Created on 04-02-2017 09:54 PM - edited 09-16-2022 04:23 AM
Hi All,
I am running on a POC environment where there are only one name node and one data node running. Impala daemon is running on data node. Both of the nodes have 128GB memory each. I had set the mem_limit to 60GB.
I had two big tables in Impala. First table (sales) has around 635 million records while second table (product) is around 250000 records. I inner join this 2 tables using a common parameter. The example SQL statement is as the following:
select a.t_date, b.p_date from sales a inner join product b on a.product_id=b.product_id order by a.t_date desc
The above query ran for a long time and after few hours, it still didn't return any result. When i use EXPLAIN, it showed Estimated Per-Host Requirements: Memory=992.03MB VCores=2. I am wondering why it took so long.

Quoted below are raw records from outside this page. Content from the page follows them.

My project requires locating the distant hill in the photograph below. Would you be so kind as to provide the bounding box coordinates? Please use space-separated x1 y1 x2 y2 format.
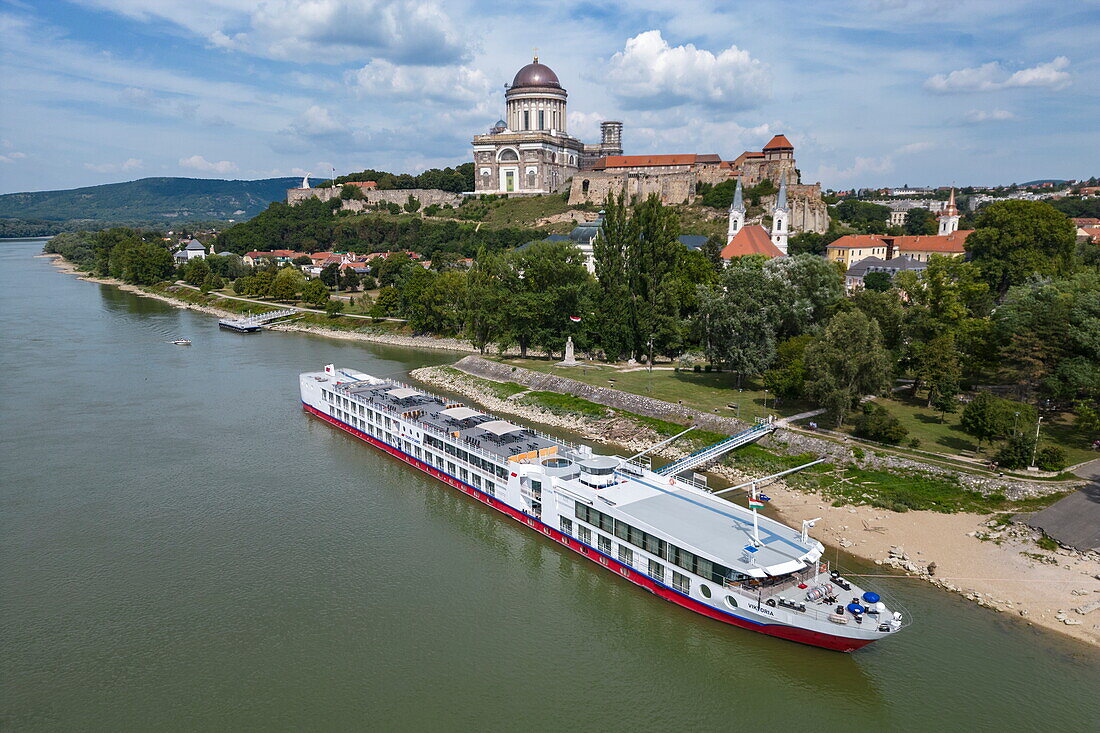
0 178 300 229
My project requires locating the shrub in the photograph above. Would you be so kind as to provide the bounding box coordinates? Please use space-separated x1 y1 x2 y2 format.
1035 446 1066 471
854 403 909 445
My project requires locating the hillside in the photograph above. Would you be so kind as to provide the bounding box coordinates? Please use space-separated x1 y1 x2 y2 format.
0 178 299 229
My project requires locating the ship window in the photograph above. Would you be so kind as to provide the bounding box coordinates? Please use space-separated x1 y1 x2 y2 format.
649 560 664 583
597 535 612 555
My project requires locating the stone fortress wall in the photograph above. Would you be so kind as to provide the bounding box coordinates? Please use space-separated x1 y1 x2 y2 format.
286 186 462 211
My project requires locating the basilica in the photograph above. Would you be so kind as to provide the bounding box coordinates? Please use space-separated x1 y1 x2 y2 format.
473 56 623 194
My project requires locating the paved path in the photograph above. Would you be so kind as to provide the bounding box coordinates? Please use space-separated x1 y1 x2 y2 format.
176 282 406 324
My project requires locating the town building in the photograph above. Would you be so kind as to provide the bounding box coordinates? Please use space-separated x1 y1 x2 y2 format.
172 239 206 265
721 178 790 262
844 255 928 293
473 56 594 195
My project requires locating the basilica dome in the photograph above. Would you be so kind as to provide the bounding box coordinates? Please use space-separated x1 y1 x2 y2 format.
512 58 561 89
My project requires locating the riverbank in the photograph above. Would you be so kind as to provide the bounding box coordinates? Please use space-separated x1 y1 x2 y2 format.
44 254 479 353
410 367 1100 646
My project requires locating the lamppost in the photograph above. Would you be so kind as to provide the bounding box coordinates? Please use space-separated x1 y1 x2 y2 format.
1031 417 1043 468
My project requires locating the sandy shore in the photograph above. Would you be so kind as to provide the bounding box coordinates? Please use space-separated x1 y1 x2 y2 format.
47 254 1100 646
411 367 1100 646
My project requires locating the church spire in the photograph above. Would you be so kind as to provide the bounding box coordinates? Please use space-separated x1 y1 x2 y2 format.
726 178 745 238
771 178 791 256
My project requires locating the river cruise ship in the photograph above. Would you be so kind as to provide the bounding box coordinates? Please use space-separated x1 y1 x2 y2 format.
299 364 908 652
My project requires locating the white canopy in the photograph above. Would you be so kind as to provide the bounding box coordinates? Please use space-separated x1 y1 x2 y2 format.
477 420 524 435
439 407 484 420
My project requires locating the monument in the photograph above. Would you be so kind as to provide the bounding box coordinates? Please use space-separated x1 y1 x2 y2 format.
556 336 581 367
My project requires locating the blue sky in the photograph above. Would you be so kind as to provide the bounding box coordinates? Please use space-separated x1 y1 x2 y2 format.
0 0 1100 193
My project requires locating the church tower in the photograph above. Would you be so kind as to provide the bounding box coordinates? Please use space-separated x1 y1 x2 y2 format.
726 178 745 239
771 178 791 256
939 188 959 236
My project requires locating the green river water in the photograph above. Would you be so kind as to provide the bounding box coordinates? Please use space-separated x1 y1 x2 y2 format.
0 241 1100 732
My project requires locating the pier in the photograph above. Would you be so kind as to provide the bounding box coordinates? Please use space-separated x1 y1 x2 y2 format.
218 308 298 333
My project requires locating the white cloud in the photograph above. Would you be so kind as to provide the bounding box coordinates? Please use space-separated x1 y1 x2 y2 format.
604 31 771 113
349 59 492 105
179 155 237 174
924 56 1070 94
207 0 469 65
84 157 144 173
964 109 1016 122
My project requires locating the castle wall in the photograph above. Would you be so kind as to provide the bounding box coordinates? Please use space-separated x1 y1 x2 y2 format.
569 171 695 205
286 187 462 211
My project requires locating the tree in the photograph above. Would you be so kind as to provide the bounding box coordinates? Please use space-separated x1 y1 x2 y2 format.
966 200 1076 297
301 280 329 307
268 266 306 300
320 262 340 287
183 258 210 287
917 335 963 423
864 272 893 293
340 267 361 292
904 206 939 234
763 336 814 400
805 310 892 427
853 402 909 445
696 258 784 383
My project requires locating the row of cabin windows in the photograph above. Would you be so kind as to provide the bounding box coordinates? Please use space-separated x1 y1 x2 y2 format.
424 435 508 479
560 516 691 594
576 502 745 584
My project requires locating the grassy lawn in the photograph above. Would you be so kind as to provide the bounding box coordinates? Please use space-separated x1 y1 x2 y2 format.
501 359 812 422
858 397 1100 466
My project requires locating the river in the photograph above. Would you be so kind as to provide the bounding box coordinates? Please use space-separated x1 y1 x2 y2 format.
0 240 1100 731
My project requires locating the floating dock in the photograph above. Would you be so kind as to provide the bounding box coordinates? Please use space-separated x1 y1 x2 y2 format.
218 308 298 333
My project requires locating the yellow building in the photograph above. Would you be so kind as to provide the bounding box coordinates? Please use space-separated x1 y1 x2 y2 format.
825 234 890 270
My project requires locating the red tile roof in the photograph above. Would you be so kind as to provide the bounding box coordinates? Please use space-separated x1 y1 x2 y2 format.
763 135 794 150
592 153 722 171
827 234 886 250
893 229 974 254
722 225 783 260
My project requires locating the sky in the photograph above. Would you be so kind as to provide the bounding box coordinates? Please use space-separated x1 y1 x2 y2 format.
0 0 1100 193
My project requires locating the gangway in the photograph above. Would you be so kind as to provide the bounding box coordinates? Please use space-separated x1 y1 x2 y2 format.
218 308 298 333
656 420 776 475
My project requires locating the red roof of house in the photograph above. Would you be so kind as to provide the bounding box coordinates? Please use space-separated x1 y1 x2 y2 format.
763 135 794 150
827 234 886 250
893 229 974 254
592 153 722 169
722 225 783 260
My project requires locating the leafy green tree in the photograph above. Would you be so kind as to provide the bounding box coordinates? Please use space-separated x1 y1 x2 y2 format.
905 207 939 234
966 200 1076 296
804 310 893 427
763 335 814 400
853 402 909 446
696 258 784 383
301 280 329 307
864 272 893 293
320 262 340 287
268 266 306 300
183 258 210 287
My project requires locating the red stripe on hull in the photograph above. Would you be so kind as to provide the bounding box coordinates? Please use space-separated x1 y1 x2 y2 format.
301 403 876 652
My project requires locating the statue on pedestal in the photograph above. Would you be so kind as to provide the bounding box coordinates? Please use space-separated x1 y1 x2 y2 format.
557 336 581 367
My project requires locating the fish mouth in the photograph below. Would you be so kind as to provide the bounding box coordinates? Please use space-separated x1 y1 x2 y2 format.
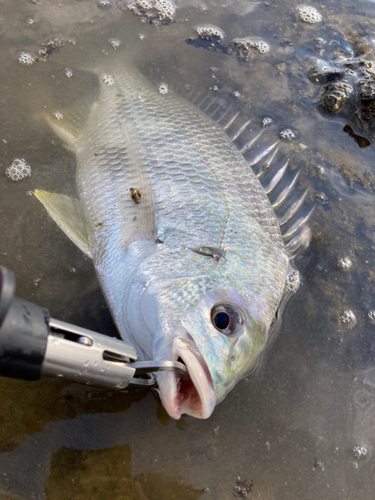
157 337 217 420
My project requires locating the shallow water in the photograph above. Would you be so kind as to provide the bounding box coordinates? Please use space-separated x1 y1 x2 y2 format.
0 0 375 500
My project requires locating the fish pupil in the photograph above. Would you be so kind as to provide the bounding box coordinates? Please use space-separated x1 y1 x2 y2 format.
214 312 230 330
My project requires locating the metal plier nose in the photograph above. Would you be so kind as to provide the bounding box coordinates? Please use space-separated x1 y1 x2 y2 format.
42 318 189 390
0 267 189 391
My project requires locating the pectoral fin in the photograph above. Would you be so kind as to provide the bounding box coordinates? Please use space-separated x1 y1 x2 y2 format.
34 189 91 257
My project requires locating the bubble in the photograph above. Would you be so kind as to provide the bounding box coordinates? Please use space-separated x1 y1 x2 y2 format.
337 257 353 271
5 158 31 182
102 75 113 85
128 0 176 21
232 37 270 59
18 52 35 66
285 270 301 293
297 5 323 24
339 309 356 323
353 445 368 458
262 116 273 128
159 83 169 94
97 0 111 9
108 38 121 49
280 128 296 141
315 193 328 205
194 24 225 40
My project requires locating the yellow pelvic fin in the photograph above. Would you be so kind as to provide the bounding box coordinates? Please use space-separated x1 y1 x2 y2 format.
34 189 91 257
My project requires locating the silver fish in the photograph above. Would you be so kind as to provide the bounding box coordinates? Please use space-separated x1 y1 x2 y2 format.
35 58 310 419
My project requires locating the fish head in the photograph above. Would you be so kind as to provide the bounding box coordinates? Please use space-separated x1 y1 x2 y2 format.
138 248 280 419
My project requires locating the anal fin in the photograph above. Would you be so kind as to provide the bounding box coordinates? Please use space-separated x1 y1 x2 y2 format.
34 189 91 257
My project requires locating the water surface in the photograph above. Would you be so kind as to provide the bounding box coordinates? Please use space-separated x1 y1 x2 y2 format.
0 0 375 500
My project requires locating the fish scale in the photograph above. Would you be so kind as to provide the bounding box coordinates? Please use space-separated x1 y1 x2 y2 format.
36 57 300 418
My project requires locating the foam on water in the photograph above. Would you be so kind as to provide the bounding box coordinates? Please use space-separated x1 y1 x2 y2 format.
128 0 176 21
102 75 113 86
159 83 169 94
108 38 121 49
194 24 225 40
18 51 35 66
280 128 296 141
297 5 323 24
5 158 31 182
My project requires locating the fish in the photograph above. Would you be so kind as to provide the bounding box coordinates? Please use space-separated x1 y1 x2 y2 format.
35 56 309 419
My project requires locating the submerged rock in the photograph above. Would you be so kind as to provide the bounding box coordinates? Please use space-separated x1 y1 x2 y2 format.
318 81 353 113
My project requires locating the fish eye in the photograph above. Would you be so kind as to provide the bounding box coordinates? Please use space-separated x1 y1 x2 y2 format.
211 304 243 335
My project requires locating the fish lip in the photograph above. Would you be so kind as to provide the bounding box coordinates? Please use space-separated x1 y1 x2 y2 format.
157 337 217 420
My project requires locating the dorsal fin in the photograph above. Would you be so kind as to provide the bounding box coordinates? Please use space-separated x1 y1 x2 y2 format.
184 91 314 258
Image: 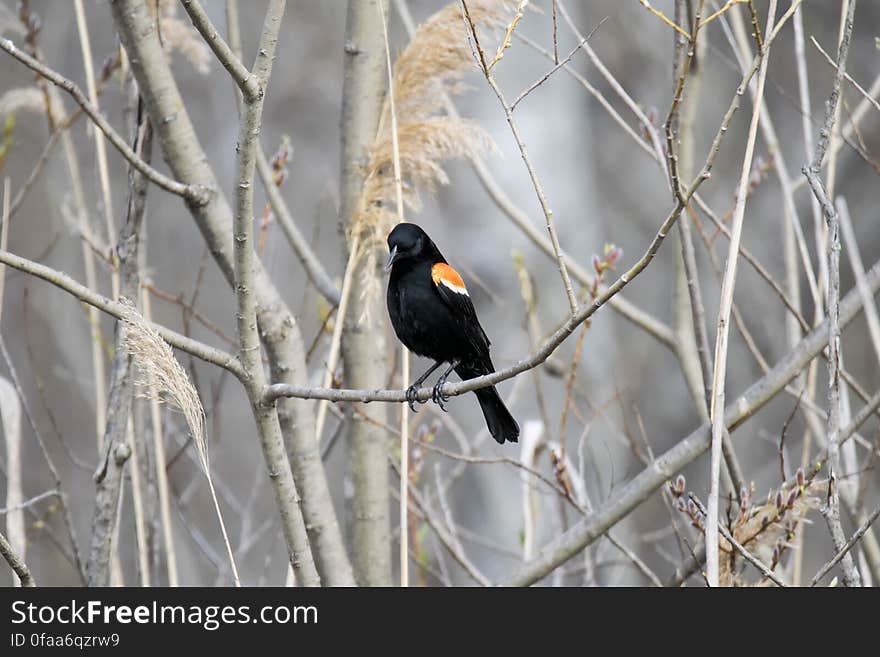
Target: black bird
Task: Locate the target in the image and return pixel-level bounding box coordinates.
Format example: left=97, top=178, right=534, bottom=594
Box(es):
left=387, top=223, right=519, bottom=443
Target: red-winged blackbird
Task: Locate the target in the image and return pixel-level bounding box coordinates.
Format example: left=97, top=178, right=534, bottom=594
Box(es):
left=387, top=223, right=519, bottom=443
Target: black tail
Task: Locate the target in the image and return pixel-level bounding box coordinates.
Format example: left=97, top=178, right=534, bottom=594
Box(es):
left=455, top=358, right=519, bottom=445
left=474, top=386, right=519, bottom=445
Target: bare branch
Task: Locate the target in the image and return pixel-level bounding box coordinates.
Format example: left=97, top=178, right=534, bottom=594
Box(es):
left=0, top=38, right=210, bottom=205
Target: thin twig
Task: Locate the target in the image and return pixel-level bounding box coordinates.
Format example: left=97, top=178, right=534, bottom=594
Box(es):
left=0, top=532, right=37, bottom=587
left=0, top=38, right=210, bottom=205
left=0, top=251, right=244, bottom=378
left=706, top=0, right=776, bottom=586
left=510, top=16, right=608, bottom=112
left=810, top=506, right=880, bottom=586
left=459, top=0, right=578, bottom=317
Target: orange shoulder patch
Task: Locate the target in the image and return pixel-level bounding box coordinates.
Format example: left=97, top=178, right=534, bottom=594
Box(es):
left=431, top=262, right=467, bottom=294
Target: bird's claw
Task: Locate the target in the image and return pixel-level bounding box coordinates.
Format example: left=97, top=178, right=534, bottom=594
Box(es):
left=406, top=386, right=427, bottom=413
left=431, top=381, right=449, bottom=411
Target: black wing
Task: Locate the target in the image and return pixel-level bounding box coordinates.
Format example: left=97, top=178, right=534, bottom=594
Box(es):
left=431, top=263, right=491, bottom=364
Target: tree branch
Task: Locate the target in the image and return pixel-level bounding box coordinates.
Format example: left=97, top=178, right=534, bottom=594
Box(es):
left=502, top=258, right=880, bottom=586
left=0, top=38, right=210, bottom=205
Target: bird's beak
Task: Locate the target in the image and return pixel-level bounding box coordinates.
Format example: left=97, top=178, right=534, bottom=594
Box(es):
left=385, top=246, right=397, bottom=271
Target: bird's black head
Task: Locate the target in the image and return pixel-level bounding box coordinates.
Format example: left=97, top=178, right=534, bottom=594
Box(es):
left=385, top=223, right=445, bottom=269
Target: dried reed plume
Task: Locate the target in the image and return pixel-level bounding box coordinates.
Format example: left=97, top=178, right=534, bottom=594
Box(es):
left=120, top=298, right=241, bottom=586
left=352, top=0, right=508, bottom=304
left=669, top=469, right=822, bottom=586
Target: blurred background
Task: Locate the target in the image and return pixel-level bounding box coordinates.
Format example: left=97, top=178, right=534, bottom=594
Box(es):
left=0, top=0, right=880, bottom=585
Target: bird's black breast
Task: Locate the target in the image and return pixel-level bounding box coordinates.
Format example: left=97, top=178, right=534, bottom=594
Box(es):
left=388, top=263, right=488, bottom=361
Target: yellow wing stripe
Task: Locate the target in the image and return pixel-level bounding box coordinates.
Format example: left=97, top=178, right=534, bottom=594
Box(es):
left=431, top=262, right=467, bottom=294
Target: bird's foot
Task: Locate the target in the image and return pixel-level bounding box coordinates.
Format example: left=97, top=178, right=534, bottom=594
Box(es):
left=431, top=379, right=449, bottom=411
left=406, top=385, right=427, bottom=413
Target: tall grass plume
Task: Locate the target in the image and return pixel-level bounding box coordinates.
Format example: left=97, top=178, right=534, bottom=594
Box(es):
left=351, top=0, right=508, bottom=308
left=120, top=298, right=241, bottom=586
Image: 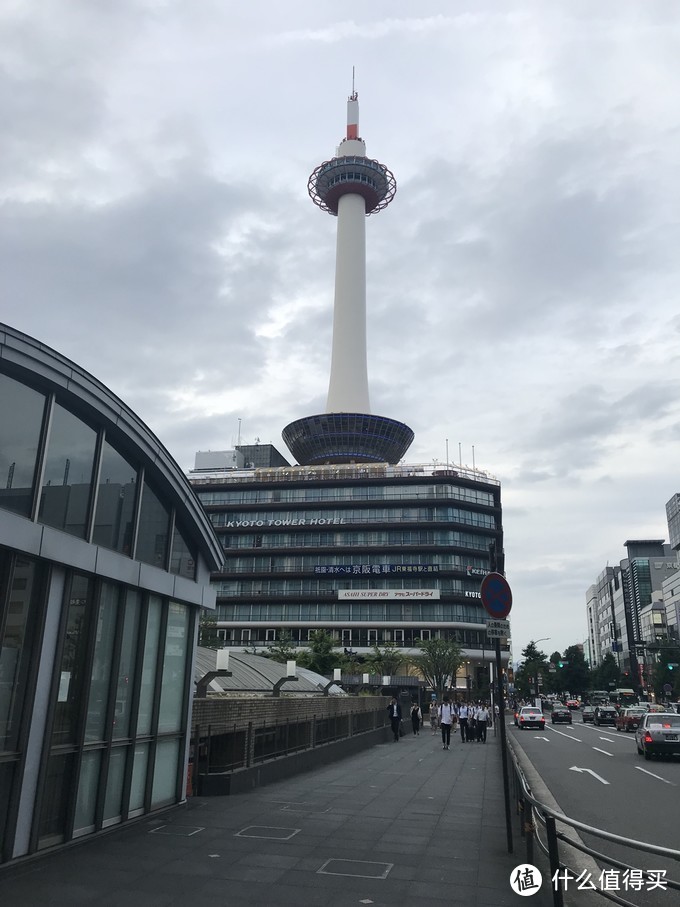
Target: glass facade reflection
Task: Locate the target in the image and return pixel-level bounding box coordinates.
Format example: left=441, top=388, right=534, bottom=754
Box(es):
left=0, top=326, right=221, bottom=863
left=0, top=374, right=45, bottom=516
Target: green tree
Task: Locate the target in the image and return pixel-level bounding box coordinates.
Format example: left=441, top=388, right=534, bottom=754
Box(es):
left=411, top=639, right=464, bottom=700
left=198, top=608, right=224, bottom=649
left=557, top=646, right=591, bottom=696
left=590, top=652, right=621, bottom=690
left=515, top=639, right=549, bottom=699
left=366, top=642, right=406, bottom=677
left=298, top=630, right=340, bottom=674
left=267, top=630, right=298, bottom=664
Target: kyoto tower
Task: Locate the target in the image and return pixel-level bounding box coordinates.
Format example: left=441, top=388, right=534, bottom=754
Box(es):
left=282, top=91, right=414, bottom=466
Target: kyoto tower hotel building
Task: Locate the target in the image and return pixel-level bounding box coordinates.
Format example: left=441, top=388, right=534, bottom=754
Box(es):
left=190, top=93, right=507, bottom=690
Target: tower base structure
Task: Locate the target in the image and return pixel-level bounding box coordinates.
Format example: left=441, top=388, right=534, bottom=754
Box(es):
left=281, top=413, right=415, bottom=466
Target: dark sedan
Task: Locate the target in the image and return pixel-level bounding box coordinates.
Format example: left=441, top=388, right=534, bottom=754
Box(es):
left=594, top=705, right=619, bottom=727
left=635, top=712, right=680, bottom=759
left=550, top=706, right=571, bottom=724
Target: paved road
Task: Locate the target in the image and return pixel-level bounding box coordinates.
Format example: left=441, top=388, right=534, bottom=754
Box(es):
left=508, top=713, right=680, bottom=904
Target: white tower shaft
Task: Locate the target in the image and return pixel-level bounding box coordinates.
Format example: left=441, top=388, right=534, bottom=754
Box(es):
left=326, top=193, right=371, bottom=413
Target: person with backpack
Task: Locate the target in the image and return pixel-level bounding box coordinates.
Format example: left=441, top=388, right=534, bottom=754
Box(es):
left=387, top=696, right=401, bottom=743
left=411, top=702, right=423, bottom=737
left=430, top=699, right=439, bottom=737
left=439, top=696, right=456, bottom=750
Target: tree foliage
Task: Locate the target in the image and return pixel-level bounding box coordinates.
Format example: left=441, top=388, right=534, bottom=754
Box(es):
left=411, top=639, right=463, bottom=699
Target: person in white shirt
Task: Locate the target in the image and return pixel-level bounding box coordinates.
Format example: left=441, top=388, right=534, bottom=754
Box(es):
left=439, top=696, right=456, bottom=750
left=477, top=705, right=489, bottom=743
left=458, top=703, right=470, bottom=743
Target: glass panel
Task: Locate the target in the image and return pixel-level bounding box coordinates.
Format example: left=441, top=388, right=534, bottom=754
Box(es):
left=151, top=737, right=179, bottom=806
left=85, top=583, right=119, bottom=743
left=0, top=375, right=45, bottom=516
left=0, top=762, right=16, bottom=863
left=113, top=589, right=141, bottom=739
left=38, top=403, right=97, bottom=538
left=0, top=557, right=41, bottom=751
left=136, top=482, right=170, bottom=570
left=170, top=526, right=196, bottom=579
left=104, top=746, right=128, bottom=821
left=158, top=602, right=189, bottom=734
left=137, top=595, right=161, bottom=735
left=39, top=753, right=75, bottom=847
left=52, top=574, right=92, bottom=746
left=73, top=750, right=102, bottom=831
left=92, top=441, right=137, bottom=555
left=129, top=743, right=149, bottom=812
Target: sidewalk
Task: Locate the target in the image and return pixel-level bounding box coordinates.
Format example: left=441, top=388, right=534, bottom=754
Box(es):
left=0, top=722, right=549, bottom=907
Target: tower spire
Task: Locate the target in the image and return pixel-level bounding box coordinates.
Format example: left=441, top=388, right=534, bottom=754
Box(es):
left=283, top=89, right=413, bottom=465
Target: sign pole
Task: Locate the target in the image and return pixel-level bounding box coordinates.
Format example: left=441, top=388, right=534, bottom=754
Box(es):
left=480, top=576, right=513, bottom=853
left=495, top=639, right=513, bottom=853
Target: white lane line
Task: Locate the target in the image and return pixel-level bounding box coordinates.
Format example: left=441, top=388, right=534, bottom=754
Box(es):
left=635, top=765, right=677, bottom=787
left=569, top=765, right=609, bottom=784
left=546, top=727, right=583, bottom=743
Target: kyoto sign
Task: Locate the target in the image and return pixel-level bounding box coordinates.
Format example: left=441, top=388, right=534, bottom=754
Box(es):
left=480, top=573, right=512, bottom=620
left=486, top=620, right=510, bottom=639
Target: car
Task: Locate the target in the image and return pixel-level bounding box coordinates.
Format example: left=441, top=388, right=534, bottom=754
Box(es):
left=581, top=705, right=595, bottom=724
left=550, top=705, right=571, bottom=724
left=593, top=705, right=618, bottom=727
left=517, top=705, right=545, bottom=730
left=616, top=705, right=647, bottom=733
left=635, top=712, right=680, bottom=759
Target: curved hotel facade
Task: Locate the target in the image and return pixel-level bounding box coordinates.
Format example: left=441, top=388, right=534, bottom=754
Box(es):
left=0, top=325, right=222, bottom=862
left=190, top=463, right=503, bottom=678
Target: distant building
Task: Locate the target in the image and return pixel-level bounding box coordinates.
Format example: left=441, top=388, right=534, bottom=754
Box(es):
left=586, top=539, right=678, bottom=685
left=0, top=325, right=222, bottom=862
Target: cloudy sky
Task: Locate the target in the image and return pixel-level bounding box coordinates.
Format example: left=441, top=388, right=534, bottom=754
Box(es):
left=0, top=0, right=680, bottom=657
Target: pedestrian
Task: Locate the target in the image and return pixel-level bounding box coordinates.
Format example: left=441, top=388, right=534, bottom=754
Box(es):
left=411, top=702, right=423, bottom=737
left=477, top=704, right=489, bottom=743
left=439, top=696, right=456, bottom=750
left=458, top=702, right=470, bottom=743
left=387, top=696, right=401, bottom=743
left=430, top=699, right=439, bottom=737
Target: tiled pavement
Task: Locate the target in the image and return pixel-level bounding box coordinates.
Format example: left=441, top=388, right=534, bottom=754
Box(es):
left=0, top=728, right=548, bottom=907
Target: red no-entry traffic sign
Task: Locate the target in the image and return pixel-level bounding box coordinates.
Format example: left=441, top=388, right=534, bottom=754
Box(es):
left=480, top=573, right=512, bottom=620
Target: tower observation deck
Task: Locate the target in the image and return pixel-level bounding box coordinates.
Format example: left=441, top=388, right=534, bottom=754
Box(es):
left=283, top=92, right=414, bottom=466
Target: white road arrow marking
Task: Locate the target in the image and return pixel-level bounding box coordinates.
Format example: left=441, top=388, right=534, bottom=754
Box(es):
left=635, top=765, right=677, bottom=787
left=550, top=727, right=582, bottom=743
left=569, top=765, right=609, bottom=784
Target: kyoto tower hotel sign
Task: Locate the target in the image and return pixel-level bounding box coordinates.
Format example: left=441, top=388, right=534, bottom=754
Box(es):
left=282, top=92, right=413, bottom=466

Is this related to mem_limit settings? How can i tune such query?
Created 04-12-2017 08:10 AM
Oh and in case anyone else reads this and wants to know if they're hitting a similar issue, you can tell that the sort will be slow because it's using a lot of memory - 47.86GB. It takes a while to sort that much data.
Created on 04-12-2017 09:00 PM - edited 04-12-2017 09:10 PM
Column a.t_date is a string field, not a timestamp field. The two tables are Parquet file format.
By adding more nodes into the cluster, more Impala Daemon are running, can we aspect the performance for such query will be improve?